The simplest setup uses configs/cluster/single_node_multi_instance.json (two instances on one node, no special memory config). The shared CPU pool is enabled at runtime via CLI flags, not the config:

configs/cluster/single_node_multi_instance.json
{
"num_nodes": 1,
"link_bw": 16,
"link_latency": 20000,
"nodes": [
{
"num_instances": 2,
"cpu_mem": {"mem_size": 512, "mem_bw": 256, "mem_latency": 0},
"instances": [
{
"model_name": "meta-llama/Llama-3.1-8B",
"hardware": "RTXPRO6000",
"npu_mem": {"mem_size": 96, "mem_bw": 1597, "mem_latency": 0},
"pd_type": null,
"tp_size": 1
},
{ "...": "second instance, identical" }
]
}
]
}

The cpu_mem.mem_size (512 GB here) caps how big the CPU prefix pool can grow.

Run

Per-instance prefix caching (default)

python -m serving \
--cluster-config 'configs/cluster/single_node_multi_instance.json' \
--dtype float16 --block-size 16 \
--dataset 'workloads/example_trace.jsonl' \
--output 'outputs/prefix_default_run.csv'

--enable-prefix-caching is on by default. Prefix blocks are kept in each instance's own NPU memory; if a request lands on instance A that prefixes-into a cached block on instance B, no reuse happens.

Shared CPU prefix pool

python -m serving \
--cluster-config 'configs/cluster/single_node_multi_instance.json' \
--dtype float16 --block-size 16 \
--enable-prefix-caching --enable-prefix-sharing --prefix-storage CPU \
--dataset 'workloads/example_trace.jsonl' \
--output 'outputs/prefix_cpu_pool_run.csv'

The two extra flags:

  • --enable-prefix-sharing: turn on the second-tier pool.
  • --prefix-storage CPU: pool lives in cpu_mem. Other options: CXL (requires a cxl_mem config block), None (NPU-only).
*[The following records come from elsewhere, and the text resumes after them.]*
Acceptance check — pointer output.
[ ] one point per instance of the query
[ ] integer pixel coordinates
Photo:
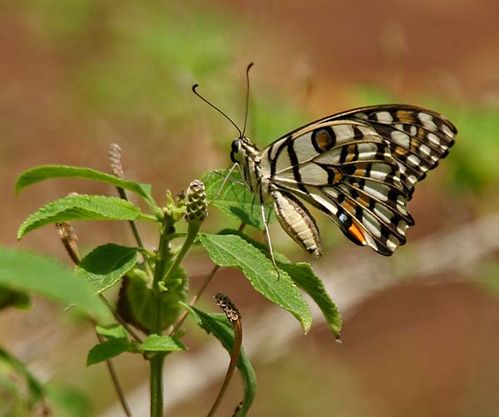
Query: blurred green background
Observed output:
(77, 75)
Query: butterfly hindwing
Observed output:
(358, 167)
(346, 170)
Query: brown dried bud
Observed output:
(115, 160)
(195, 202)
(228, 307)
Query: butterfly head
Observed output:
(241, 147)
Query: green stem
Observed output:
(156, 361)
(189, 239)
(156, 382)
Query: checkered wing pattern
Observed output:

When an NPU prefix is evicted, it spills to the CPU pool instead of disappearing. Requests on any instance can now hit the CPU pool on lookup.

Expected output

With the shared CPU pool enabled, the throughput log gains prefix hit-rate counters:

[INFO] step=20 inst0_batch=6 inst1_batch=4 prompt_t=2.4k tok/s decode_t=820 tok/s
prefix_hit=78% (npu=42%, cpu=36%)

The prompt_t (prompt throughput) counts all input tokens, including those served from cache, matching vLLM's reporting convention.

What's interesting

  • NPU memory pressure stays bounded even on workloads with huge shared prefixes. The CPU pool absorbs eviction.
  • Cross-instance reuse is the killer feature for multi-replica deployments. Without prefix sharing, a 90% prefix-overlap workload effectively sees prefix caching as 1/N as effective with N instances.
  • CXL pool is an option when CPU memory is the bottleneck. Set --prefix-storage CXL and add a cxl_mem block to the cluster config (see CXL memory tier). The pool then lives in CXL memory at CXL latency.
  • Block-aware tracking. The simulator's prompt_t accumulator includes prefix-cache-hit tokens, so its reported prompt throughput matches vLLM's (which also counts cached tokens).